Corrupted qcow2 images

anders_eken

New Member
Mar 13, 2024
6
0
1
We use Proxmox Backup Server and Client v3.3.1 to backup our KVM guests. These use qcow2 for the disks with ext4 as file system.

To ensure that the backed up images are valid, the backed up disks are mounted via proxmox-backup-client map after uploading to the Proxmox Backup Server and checked with qemu-img check.

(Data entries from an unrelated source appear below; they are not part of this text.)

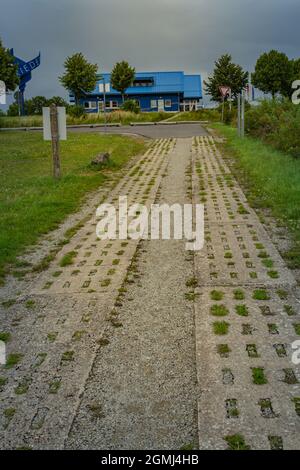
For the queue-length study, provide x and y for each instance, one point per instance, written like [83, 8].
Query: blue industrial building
[154, 91]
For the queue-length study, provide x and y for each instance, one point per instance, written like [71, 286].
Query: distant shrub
[131, 106]
[276, 122]
[76, 111]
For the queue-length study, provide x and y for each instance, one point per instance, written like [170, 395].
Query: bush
[131, 106]
[276, 122]
[76, 111]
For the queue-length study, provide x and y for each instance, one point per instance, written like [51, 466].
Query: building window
[90, 104]
[107, 87]
[143, 82]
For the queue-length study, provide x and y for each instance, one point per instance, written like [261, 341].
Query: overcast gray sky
[151, 34]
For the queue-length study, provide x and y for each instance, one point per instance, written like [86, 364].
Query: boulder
[101, 159]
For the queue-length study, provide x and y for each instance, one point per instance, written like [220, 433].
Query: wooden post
[239, 115]
[223, 108]
[55, 140]
[243, 115]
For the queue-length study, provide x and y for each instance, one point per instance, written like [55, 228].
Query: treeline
[34, 106]
[276, 122]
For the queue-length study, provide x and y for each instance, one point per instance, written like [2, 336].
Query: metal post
[239, 115]
[55, 140]
[104, 109]
[223, 109]
[243, 115]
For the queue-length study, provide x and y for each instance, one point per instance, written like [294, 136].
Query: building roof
[163, 82]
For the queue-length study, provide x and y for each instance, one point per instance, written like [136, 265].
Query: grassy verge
[271, 179]
[211, 115]
[120, 117]
[31, 202]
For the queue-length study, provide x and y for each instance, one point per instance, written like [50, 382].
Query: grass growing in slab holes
[258, 376]
[242, 310]
[238, 294]
[220, 328]
[4, 336]
[68, 259]
[219, 310]
[236, 442]
[260, 294]
[192, 282]
[12, 360]
[216, 295]
[224, 350]
[297, 328]
[271, 179]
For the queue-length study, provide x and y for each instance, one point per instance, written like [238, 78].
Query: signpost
[241, 114]
[55, 129]
[24, 74]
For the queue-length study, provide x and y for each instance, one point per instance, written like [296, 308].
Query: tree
[226, 73]
[273, 73]
[8, 68]
[35, 105]
[80, 76]
[58, 101]
[122, 77]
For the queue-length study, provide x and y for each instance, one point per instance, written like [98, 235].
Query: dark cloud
[151, 35]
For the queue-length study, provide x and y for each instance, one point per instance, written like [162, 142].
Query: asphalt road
[158, 131]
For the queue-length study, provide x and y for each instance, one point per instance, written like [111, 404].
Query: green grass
[272, 180]
[221, 327]
[224, 350]
[297, 328]
[32, 203]
[260, 294]
[12, 360]
[236, 442]
[242, 310]
[219, 310]
[216, 295]
[68, 259]
[239, 294]
[258, 376]
[4, 336]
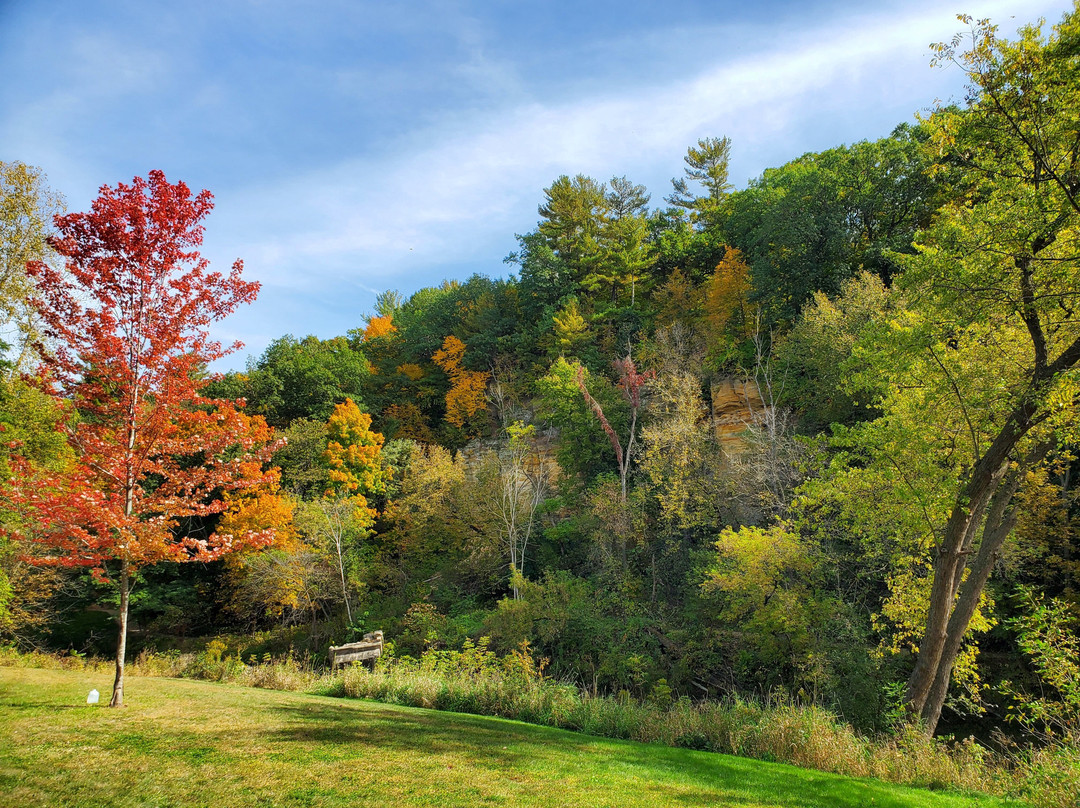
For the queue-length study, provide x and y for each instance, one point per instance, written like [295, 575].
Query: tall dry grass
[474, 681]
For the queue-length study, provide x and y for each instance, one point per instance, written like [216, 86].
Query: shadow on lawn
[553, 755]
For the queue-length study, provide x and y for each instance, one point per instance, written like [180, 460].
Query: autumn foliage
[127, 319]
[468, 388]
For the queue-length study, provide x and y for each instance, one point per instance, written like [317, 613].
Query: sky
[355, 146]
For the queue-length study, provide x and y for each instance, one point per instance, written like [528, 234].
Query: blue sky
[358, 146]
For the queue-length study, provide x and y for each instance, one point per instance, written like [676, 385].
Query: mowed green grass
[193, 743]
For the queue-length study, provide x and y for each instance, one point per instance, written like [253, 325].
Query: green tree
[706, 164]
[998, 275]
[27, 207]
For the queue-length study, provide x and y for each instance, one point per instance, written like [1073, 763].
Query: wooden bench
[367, 650]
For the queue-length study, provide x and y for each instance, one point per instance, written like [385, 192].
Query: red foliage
[129, 319]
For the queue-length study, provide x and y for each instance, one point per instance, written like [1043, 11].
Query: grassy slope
[193, 743]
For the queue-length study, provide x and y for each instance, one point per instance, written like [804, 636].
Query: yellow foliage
[379, 326]
[261, 511]
[727, 297]
[409, 421]
[468, 390]
[352, 453]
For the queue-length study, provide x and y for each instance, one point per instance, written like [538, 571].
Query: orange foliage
[410, 422]
[468, 389]
[413, 373]
[264, 510]
[379, 326]
[727, 298]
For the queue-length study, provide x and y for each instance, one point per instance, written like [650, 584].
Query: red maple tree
[126, 320]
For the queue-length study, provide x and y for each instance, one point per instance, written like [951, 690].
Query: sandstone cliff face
[737, 403]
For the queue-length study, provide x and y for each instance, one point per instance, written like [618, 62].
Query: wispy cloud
[454, 189]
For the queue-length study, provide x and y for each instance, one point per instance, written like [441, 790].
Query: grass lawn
[194, 743]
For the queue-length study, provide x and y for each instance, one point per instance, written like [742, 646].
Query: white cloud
[453, 189]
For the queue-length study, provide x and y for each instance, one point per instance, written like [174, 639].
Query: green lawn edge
[180, 743]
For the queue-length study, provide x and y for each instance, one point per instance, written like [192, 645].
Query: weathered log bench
[367, 650]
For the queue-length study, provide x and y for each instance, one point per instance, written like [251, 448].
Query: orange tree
[127, 317]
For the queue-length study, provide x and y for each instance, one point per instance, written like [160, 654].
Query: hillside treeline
[815, 435]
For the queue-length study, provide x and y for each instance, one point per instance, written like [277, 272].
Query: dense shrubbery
[476, 681]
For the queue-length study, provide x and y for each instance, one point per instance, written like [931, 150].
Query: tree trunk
[118, 685]
[929, 684]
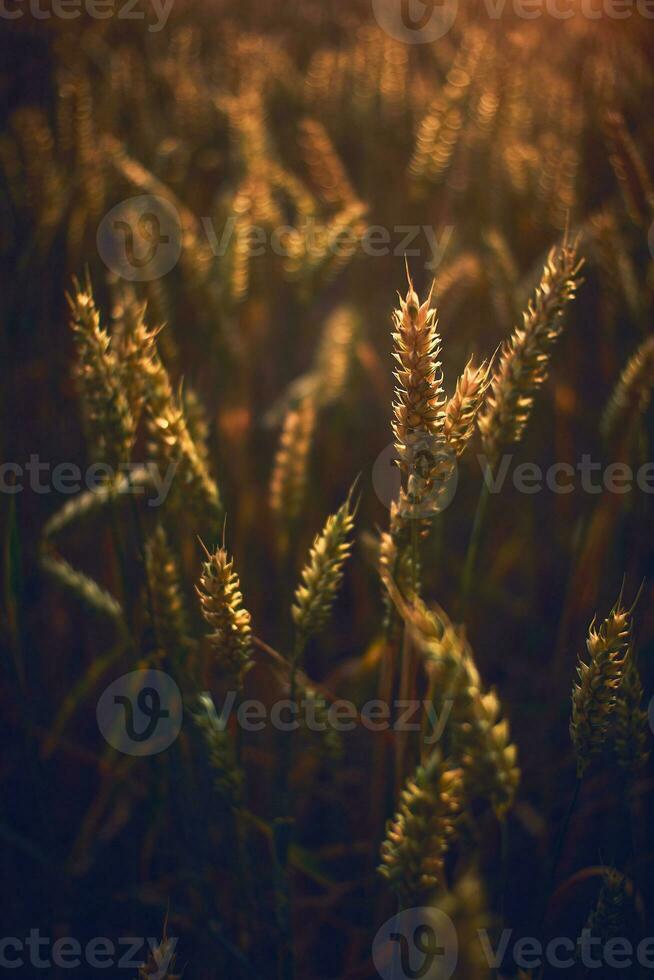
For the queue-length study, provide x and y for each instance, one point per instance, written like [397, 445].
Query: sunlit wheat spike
[524, 362]
[396, 564]
[172, 442]
[228, 775]
[631, 733]
[108, 421]
[289, 476]
[418, 408]
[631, 396]
[478, 736]
[419, 395]
[465, 404]
[594, 694]
[221, 602]
[322, 575]
[418, 836]
[164, 581]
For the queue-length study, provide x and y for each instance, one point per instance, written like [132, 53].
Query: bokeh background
[496, 136]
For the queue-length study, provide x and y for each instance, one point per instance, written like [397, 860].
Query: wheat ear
[221, 602]
[631, 396]
[418, 836]
[322, 575]
[631, 733]
[290, 470]
[524, 362]
[478, 737]
[465, 404]
[109, 423]
[418, 408]
[594, 694]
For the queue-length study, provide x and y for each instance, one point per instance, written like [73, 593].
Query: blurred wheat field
[297, 293]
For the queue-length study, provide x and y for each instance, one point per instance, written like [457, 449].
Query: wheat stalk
[465, 404]
[418, 408]
[594, 694]
[288, 480]
[630, 731]
[108, 419]
[322, 575]
[524, 362]
[164, 578]
[221, 602]
[418, 836]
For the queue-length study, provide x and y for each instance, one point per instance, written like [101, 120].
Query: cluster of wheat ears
[176, 582]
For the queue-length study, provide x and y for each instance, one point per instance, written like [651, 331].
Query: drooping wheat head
[322, 575]
[418, 409]
[631, 733]
[465, 404]
[631, 396]
[108, 420]
[594, 694]
[418, 836]
[228, 776]
[289, 476]
[221, 603]
[524, 362]
[478, 738]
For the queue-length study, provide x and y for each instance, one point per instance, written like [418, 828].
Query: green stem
[283, 836]
[474, 545]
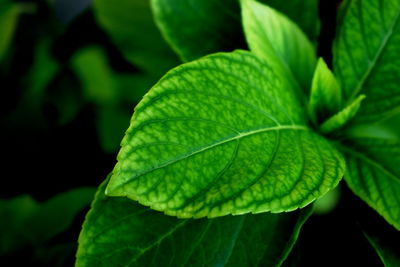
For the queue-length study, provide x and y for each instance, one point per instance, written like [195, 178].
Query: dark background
[42, 158]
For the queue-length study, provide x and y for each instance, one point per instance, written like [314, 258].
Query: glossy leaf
[118, 231]
[223, 135]
[373, 174]
[366, 57]
[271, 34]
[130, 25]
[326, 96]
[341, 118]
[307, 19]
[200, 27]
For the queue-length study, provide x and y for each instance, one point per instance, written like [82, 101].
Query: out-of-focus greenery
[71, 73]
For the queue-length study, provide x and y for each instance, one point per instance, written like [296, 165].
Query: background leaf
[200, 27]
[373, 174]
[130, 24]
[223, 135]
[307, 19]
[118, 231]
[9, 13]
[26, 222]
[271, 34]
[366, 57]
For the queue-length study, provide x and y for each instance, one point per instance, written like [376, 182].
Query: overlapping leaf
[197, 28]
[223, 135]
[366, 56]
[130, 25]
[271, 34]
[118, 231]
[373, 174]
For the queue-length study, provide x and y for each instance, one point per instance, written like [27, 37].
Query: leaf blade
[190, 161]
[271, 34]
[148, 235]
[365, 58]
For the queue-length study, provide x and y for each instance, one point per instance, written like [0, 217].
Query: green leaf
[326, 95]
[209, 26]
[130, 25]
[271, 34]
[27, 222]
[118, 231]
[9, 13]
[341, 118]
[373, 174]
[307, 19]
[223, 135]
[366, 57]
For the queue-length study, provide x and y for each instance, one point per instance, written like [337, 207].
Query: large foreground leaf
[223, 135]
[118, 231]
[373, 174]
[366, 56]
[200, 27]
[271, 34]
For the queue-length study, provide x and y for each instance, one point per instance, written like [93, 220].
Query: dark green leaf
[118, 231]
[130, 24]
[9, 13]
[270, 34]
[303, 12]
[341, 118]
[366, 57]
[373, 174]
[200, 27]
[26, 222]
[223, 135]
[326, 95]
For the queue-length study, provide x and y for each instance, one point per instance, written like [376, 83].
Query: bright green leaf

We have now noticed that some of the uploaded disk-images are corrupt:

Code:
qemu-img: Could not open '/dev/loop0': Could not read L1 table: Input/output error

We investigated further and found that the image is indeed corrupt. Even after various repair attempts, the data could only be partially restored. To get to the bottom of the matter and rule out other causes, we shut down the VM and backed up the disk directly. Verification of the original source image before backup was successful, but the verification of the backed up image failed.

Configuration of the disk:

XML:
    <disk type='file' device='disk'>
      <driver name='qemu' type='qcow2' cache='none' discard='unmap'/>
      <source file='/path/to/disk.qcow2'/>
      <target dev='sda' bus='scsi'/>
      <address type='drive' controller='0' bus='0' target='0' unit='0'/>
    </disk>


We were also able to reproduce the behavior on a hypervisor with Debian 12 and Ubuntu 24.04.

In the course of further analysis, we discovered that images from freshly provisioned KVM guests were primarily affected. This means that the following behavior can now be reliably reproduced (we are able to provide a valid qcow2 image that can safely reproduce the error) :

1. Create a new KVM Guest
2. Backup the KVM Guest
3. qemu-check fails

Workaround:

1. Create a new KVM Guest
2. Write data in the KVM guest (e.g. with 'dd if=/dev/urandom of=/tmp/testfile bs=1M count=2048')
3. Backup the KVM Guest
4. qemu-check works

Is this behavior known? What is the cause of it? Thank you in advance!
 
Hi and thanks for the report.

However, I can not reproduce this issue on my local setup. Here is what I tested for completeness:
Code:
qemu-img create -f qcow2 test.img 20G
proxmox-backup-client backup test.img:./test.img
proxmox-backup-client map <snapshot> test.img
qemu-img check /dev/loop0

# Result:
No errors were found on the image.
Image end offset: 262144

So please provide more information:
1. Create a new KVM Guest
What tooling did you use and which version?
2. Backup the KVM Guest
What exact command did you use to backup the guest?
2. Write data in the KVM guest (e.g. with 'dd if=/dev/urandom of=/tmp/testfile bs=1M count=2048')
What guest OS was used and what is mounted on /tmp?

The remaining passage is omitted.